Featured Tune: "Rude Boys" from Thirteen
reviews
A Pulse of Rebellion from Salzburg
Thirteen’s “Rude Boys” arrives with the kind of confidence that only decades of collaboration can produce. Mike Fink and Paul Hochrainer tap into a gritty, lived-in energy here—something that feels both timeless and fiercely current. From the very first seconds, the track hums with the unmistakable warmth of analog synths, giving the whole piece a textured, tactile feel, like music built by hand rather than software.

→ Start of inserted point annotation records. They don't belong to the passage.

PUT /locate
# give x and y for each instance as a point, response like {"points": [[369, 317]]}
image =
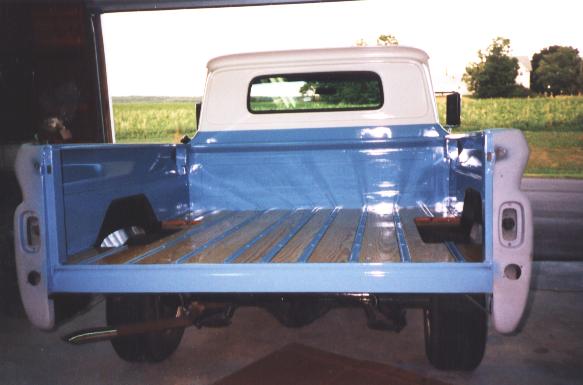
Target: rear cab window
{"points": [[315, 92]]}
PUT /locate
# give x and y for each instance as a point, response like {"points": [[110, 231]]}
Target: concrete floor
{"points": [[549, 350]]}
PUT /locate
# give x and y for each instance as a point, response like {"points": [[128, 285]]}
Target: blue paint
{"points": [[284, 241], [401, 241], [217, 239], [233, 257], [276, 278], [296, 169], [317, 237], [177, 240]]}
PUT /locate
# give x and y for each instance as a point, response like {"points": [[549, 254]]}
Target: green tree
{"points": [[494, 75], [557, 70]]}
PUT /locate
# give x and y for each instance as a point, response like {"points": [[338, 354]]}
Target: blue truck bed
{"points": [[286, 211]]}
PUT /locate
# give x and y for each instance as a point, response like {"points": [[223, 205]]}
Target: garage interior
{"points": [[50, 50]]}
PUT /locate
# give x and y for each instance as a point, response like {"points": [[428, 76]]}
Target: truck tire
{"points": [[456, 329], [148, 347]]}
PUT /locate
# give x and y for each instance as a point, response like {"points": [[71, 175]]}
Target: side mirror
{"points": [[198, 107], [453, 110]]}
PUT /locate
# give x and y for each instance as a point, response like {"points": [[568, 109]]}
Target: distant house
{"points": [[524, 70]]}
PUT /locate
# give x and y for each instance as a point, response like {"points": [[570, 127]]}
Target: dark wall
{"points": [[47, 69]]}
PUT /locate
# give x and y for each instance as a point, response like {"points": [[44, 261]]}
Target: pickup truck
{"points": [[317, 178]]}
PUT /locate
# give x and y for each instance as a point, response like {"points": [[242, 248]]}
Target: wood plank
{"points": [[419, 250], [222, 250], [261, 248], [294, 248], [336, 245], [200, 238], [379, 243], [133, 251]]}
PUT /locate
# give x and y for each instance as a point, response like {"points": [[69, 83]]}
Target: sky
{"points": [[164, 53]]}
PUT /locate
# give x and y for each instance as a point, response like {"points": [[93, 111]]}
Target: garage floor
{"points": [[549, 350]]}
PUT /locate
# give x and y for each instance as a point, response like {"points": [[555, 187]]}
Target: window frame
{"points": [[314, 74]]}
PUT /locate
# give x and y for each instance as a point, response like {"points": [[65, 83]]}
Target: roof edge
{"points": [[318, 54]]}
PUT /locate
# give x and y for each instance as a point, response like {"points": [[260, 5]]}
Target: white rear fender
{"points": [[30, 239], [512, 233]]}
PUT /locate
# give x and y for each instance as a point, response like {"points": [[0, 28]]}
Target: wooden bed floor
{"points": [[283, 236]]}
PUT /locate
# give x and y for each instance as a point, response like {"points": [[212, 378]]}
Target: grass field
{"points": [[553, 126]]}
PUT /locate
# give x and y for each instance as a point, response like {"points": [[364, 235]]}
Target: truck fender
{"points": [[29, 221], [512, 230]]}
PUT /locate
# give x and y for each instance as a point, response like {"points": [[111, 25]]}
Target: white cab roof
{"points": [[322, 55]]}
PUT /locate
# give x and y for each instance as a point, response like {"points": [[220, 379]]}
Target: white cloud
{"points": [[165, 52]]}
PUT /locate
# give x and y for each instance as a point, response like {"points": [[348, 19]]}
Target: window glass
{"points": [[327, 91]]}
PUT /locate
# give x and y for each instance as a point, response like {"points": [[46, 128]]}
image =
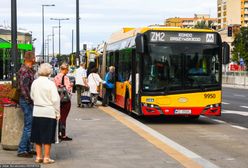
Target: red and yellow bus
{"points": [[167, 71]]}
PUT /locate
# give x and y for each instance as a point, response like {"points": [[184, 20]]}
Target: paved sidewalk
{"points": [[99, 141]]}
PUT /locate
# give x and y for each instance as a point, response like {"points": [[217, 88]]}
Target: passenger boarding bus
{"points": [[167, 71], [91, 59]]}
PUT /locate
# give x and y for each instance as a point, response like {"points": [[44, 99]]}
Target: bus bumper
{"points": [[209, 110]]}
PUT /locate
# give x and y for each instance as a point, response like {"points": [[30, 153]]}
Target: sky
{"points": [[98, 18]]}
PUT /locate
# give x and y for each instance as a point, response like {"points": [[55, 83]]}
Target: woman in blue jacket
{"points": [[109, 78]]}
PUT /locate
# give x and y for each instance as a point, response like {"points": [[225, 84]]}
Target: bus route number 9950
{"points": [[157, 36], [210, 96]]}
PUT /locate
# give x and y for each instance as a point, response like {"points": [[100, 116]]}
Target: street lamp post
{"points": [[77, 33], [48, 39], [43, 29], [14, 50], [54, 27], [59, 19]]}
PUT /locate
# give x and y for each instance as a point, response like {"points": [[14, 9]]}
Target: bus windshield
{"points": [[170, 67]]}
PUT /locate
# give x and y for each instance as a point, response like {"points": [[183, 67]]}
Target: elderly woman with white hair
{"points": [[45, 113]]}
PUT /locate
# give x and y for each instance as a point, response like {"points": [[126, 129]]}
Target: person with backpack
{"points": [[61, 79], [109, 85]]}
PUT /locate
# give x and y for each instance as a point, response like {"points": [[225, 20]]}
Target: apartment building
{"points": [[190, 22], [23, 36], [232, 12]]}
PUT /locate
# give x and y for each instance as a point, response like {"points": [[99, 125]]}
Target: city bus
{"points": [[167, 70]]}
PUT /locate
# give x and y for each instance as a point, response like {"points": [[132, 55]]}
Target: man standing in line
{"points": [[25, 78], [110, 85], [81, 83]]}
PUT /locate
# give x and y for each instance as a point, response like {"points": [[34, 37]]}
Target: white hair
{"points": [[45, 69]]}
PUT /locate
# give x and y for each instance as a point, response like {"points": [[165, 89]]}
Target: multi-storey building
{"points": [[23, 36], [191, 22], [232, 12]]}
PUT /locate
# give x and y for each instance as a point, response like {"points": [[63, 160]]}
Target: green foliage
{"points": [[240, 46]]}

What really makes the song compelling is its mood: steady, simmering, and quietly confrontational. Thirteen doesn’t shy away from pointing at the rough edges of today’s world, but they do it with finesse. Instead of shouting, they let the music do the heavy lifting—layering beats, chords, and subtle atmospheric shifts that mirror the tension of dealing with people who’ve lost sight of basic respect. The message lands not because it’s loud, but because it’s honest.
Recorded in their Salzburg studio, the track carries a sense of rootedness, like it grew out of the same soil they’ve been working in since the late ’80s. It’s polished without being sterile, bold without being brash. “Rude Boys” is the kind of song that lingers—not as noise, but as a thought. Thirteen has crafted a piece that feels refreshingly real in a world increasingly running on autopilot.